5. Conversion and generalization
We can use the empty interface interface {} to convert any type of slice into map, which is convenient for the caller.
// ToMapSetE converts a slice or array to map[interface{}]struct{} with error
func ToMapSetE(i interface{}) (map[interface{}]struct{}, error) {
// judge the validation of the input
if i == nil {
return nil, fmt.Errorf("unable to converts %#v of type %T to map[interface{}]struct{}", i, i)
}
kind := reflect.TypeOf(i).Kind()
if kind != reflect.Slice && kind != reflect.Array {
return nil, fmt.Errorf("the input %#v of type %T isn't a slice or array", i, i)
}
// execute the convert
v := reflect.ValueOf(i)
m := make(map[interface{}]struct{}, v.Len())

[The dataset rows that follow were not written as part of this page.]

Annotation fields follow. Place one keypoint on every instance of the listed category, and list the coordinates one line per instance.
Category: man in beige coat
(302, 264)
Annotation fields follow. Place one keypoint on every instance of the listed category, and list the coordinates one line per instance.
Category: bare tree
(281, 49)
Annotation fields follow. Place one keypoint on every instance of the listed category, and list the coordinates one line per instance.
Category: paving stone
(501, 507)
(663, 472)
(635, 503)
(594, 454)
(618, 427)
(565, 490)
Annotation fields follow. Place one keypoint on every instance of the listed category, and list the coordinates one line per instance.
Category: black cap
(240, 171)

for j := 0; j < v.Len(); j++ {
m[v.Index(j).Interface()] = struct{}{}
}
return m, nil
}
func main() {
var sl = []string{"a", "b", "c", "d", "e", "f", "g", "h", "i", "j", "k", "l", "m", "n", "o", "p", "q", "r", "s", "t", "u", "v", "w", "x", "y", "z"}
m, _ := ToMapSetE(sl)
if _, ok := m["m"]; ok {
fmt.Println("in")
}
if _, ok := m["mm"]; !ok {
fmt.Println("not in")
}
}
Run output:
in not in
The above conversion function ToMapSetE() has been put into the open source Go tool library go-huge-util , you can import directly through go mod.
import ( huge "github.com/dablelv/go-huge-util" ) // Using go huge util m, _ := huge.ToMapSetE(sl)

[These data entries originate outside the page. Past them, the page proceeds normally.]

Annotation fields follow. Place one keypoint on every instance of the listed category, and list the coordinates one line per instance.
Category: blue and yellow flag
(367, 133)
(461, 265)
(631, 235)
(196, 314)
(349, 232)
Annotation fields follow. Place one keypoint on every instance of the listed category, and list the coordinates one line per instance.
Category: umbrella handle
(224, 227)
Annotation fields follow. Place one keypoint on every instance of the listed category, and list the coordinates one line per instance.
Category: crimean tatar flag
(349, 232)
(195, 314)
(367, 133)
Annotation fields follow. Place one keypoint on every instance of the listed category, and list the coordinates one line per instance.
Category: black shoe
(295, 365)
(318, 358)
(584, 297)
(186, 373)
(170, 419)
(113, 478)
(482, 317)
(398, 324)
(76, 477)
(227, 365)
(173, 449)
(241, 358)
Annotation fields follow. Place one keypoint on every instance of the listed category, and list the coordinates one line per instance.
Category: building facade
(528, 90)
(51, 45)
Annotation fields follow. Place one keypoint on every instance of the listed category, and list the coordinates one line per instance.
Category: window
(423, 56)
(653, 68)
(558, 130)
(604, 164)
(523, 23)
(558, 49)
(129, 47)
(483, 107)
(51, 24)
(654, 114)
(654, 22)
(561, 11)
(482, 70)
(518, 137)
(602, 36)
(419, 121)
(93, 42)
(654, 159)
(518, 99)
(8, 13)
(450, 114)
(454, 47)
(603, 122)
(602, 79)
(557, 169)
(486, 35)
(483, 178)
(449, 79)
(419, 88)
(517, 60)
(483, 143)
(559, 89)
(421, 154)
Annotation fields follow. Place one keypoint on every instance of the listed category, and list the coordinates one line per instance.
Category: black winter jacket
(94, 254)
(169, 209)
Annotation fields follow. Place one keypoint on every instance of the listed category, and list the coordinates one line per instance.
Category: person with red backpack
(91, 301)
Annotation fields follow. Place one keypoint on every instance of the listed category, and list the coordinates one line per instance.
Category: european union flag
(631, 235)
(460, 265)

6. With the open source library golang set
In fact, the above is to use map to implement a set (the element does not duplicate the set), and then judge whether there is an element in a set. The Golang standard library does not have a set, but we can use a map to implement it indirectly, just like the above.

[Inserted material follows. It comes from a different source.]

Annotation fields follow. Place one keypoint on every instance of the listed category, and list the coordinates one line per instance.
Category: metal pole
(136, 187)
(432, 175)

If you want to use the complete functions of set, such as initialization, Add, Del, Clear, Contains, etc., it is recommended to use the mature open source package on github golang-set . The description says Docker uses it too. The package provides two set implementations, thread safe set and non thread safe set.
golang-set Five functions for generating set s are provided:
// NewSet creates and returns a reference to an empty set. Operations
// on the resulting set are thread-safe.
func NewSet(s ...interface{}) Set {}
// NewSetWith creates and returns a new set with the given elements.
// Operations on the resulting set are thread-safe.
func NewSetWith(elts ...interface{}) Set {}
// NewSetFromSlice creates and returns a reference to a set from an
// existing slice. Operations on the resulting set are thread-safe.
func NewSetFromSlice(s []interface{}) Set {}
// NewThreadUnsafeSet creates and returns a reference to an empty set.
// Operations on the resulting set are not thread-safe.
func NewThreadUnsafeSet() Set {}
// NewThreadUnsafeSetFromSlice creates and returns a reference to a
// set from an existing slice. Operations on the resulting set are
// not thread-safe.
func NewThreadUnsafeSetFromSlice(s []interface{}) Set {}
Now with the help of golang-set To determine whether an element exists in the slice.
package main
import (
"fmt"
mapset "github.com/deckarep/golang-set"
)
func main() {
var sl = []interface{}{"a", "b", "c", "d", "e", "f", "g", "h", "i", "j", "k", "l", "m", "n", "o", "p", "q", "r",
"s", "t",
"u", "v", "w", "x", "y", "z"}
s := mapset.NewSetFromSlice(sl)
fmt.Println(s.Contains("m")) // true
fmt.Println(s.Contains("mm")) // false
}
7. Summary
This paper starts with the problem "judge whether the element is in the slice", and gives the relevant implementation methods. This problem can be extended and abstracted as "how to turn slice into a set with non repeating elements", and give its own general conversion function go-huge-util ToMapSetE().
Of course, there are many mature and excellent code bases on the Internet for direct use, such as golang-set , interested students can have an in-depth understanding of its usage and implementation.